Competing Narratives: $200 Solana Hype Versus Bearish Momentum Signals
Sentiment around Solana (SOL-USD) is split. On one side, influencers are still pushing aggressive upside targets. One high-profile trader argues that Solana has “successfully retested” range lows and sees $150 as an initial upside objective with a potential extension to $200 by the end of February, conditional on a clean break over prior range highs. On the other side, classical technical indicators are leaning bearish. The MACD on key time frames has flipped to a sell signal while trading volume has increased on down days, a textbook sign that sellers are still in control. Each attempt to push higher runs into profit-taking before key resistance levels — $140–$145 on the last swing, $150 on the influencer’s map — are captured and defended. A further layer of context is market cap. With Solana valued around the mid-$50 to mid-$60 billion range even after this drawdown, each incremental dollar of upside requires substantially more fresh capital than micro-caps or early-stage tokens. That scale is a strength for long-term credibility but a headwind for rapid multiples in a stressed macro tape. The bullish $200 narrative hinges on a quick macro reversal and renewed speculative inflows; the current tape and indicator set do not yet support that scenario.
Scenario Map: Key Solana Price Levels To Track In 2026
For trading and allocation, the Solana map for 2026 is defined by a few precise zones rather than vague ranges. The first tactical line in the sand is $100–$105, the current support band where SOL-USD is trying to stabilize after an 11% daily drop and a high-teens weekly decline. As long as daily closes stay above roughly $100 and rebounds can test $110–$115 with improving volume, short-term traders can justify playing bounces inside a broader downtrend. A clean break below $100 that holds on a daily close shifts focus to $90–$92, the next high-timeframe reaction area flagged by multiple analysts. Failure there exposes the more important weekly shelf around $80–$85, which coincides with prior consolidation and aligns with the first major downside objective from the current head-and-shoulders structure. If macro stress escalates and crypto sees another forced liquidation wave, the 78.6% Fibonacci region near $70 becomes the logical magnet on a multi-week horizon. Only in a deep, sector-wide capitulation would the long-term extension zone near $50 come into play. On the upside, the first real test for the bearish thesis is a decisive reclaim of $115, then a break and weekly close above $140–$145. A sustained move through $150 would invalidate the immediate downside structure and reopen the path toward prior highs, but that requires a synchronized improvement in macro conditions, crypto flows and spot volumes, not just a single squeeze.

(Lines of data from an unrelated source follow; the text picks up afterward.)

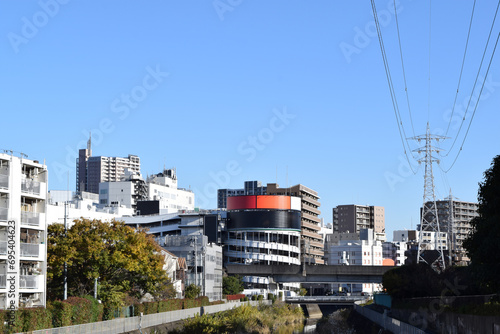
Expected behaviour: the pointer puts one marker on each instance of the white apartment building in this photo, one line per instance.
(161, 188)
(23, 232)
(92, 170)
(395, 251)
(345, 250)
(192, 236)
(454, 219)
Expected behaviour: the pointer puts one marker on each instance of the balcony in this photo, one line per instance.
(3, 214)
(25, 281)
(29, 250)
(4, 181)
(30, 187)
(30, 218)
(29, 281)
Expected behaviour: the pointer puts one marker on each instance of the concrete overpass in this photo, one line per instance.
(312, 273)
(329, 300)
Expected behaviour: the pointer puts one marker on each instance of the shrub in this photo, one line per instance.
(81, 310)
(235, 297)
(150, 307)
(189, 303)
(192, 291)
(138, 309)
(35, 318)
(61, 313)
(96, 309)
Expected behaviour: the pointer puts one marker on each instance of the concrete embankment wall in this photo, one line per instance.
(124, 325)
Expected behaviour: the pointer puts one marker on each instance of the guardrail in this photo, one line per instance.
(123, 325)
(386, 322)
(325, 299)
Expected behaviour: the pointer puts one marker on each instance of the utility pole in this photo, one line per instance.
(451, 229)
(65, 264)
(429, 221)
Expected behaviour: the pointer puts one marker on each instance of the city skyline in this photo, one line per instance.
(285, 93)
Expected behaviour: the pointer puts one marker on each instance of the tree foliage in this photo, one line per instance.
(409, 281)
(482, 245)
(125, 261)
(232, 285)
(192, 291)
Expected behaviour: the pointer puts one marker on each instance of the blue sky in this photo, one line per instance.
(228, 91)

Verdict On Solana (SOL-USD): Rating, Bias And Execution Plan
Putting the data together, Solana (SOL-USD) carries strong fundamentals and real institutional interest, but the charts and macro backdrop are bearish in the near term. Network metrics, fee revenue and ETF inflows justify keeping Solana on the core watchlist for the next cycle. The multi-year head-and-shoulders breakdown, the loss of the $120 shelf, the move under key moving averages and the close under the 61.8% retracement argue that the current leg is not finished and that $80–$90, with risk down to $70, remains a realistic path if macro pressure persists. The clean conclusion is straightforward. For existing holders with a long horizon, Solana is a Hold with a bearish short-term bias: the on-chain and ETF data justify staying in the story, but the tape favors patience over aggressive averaging at $100–$105. The better risk-reward buy zone sits lower, in the $80–$90 band, with dry powder reserved for any extreme overshoot toward $70. For active traders, the stance is to sell or fade spikes into $120–$130 until SOL-USD can reclaim and hold above $115–$120 on strong volume. The structural bull case for Solana remains intact; the price action says the market wants cheaper levels before it fully commits to it.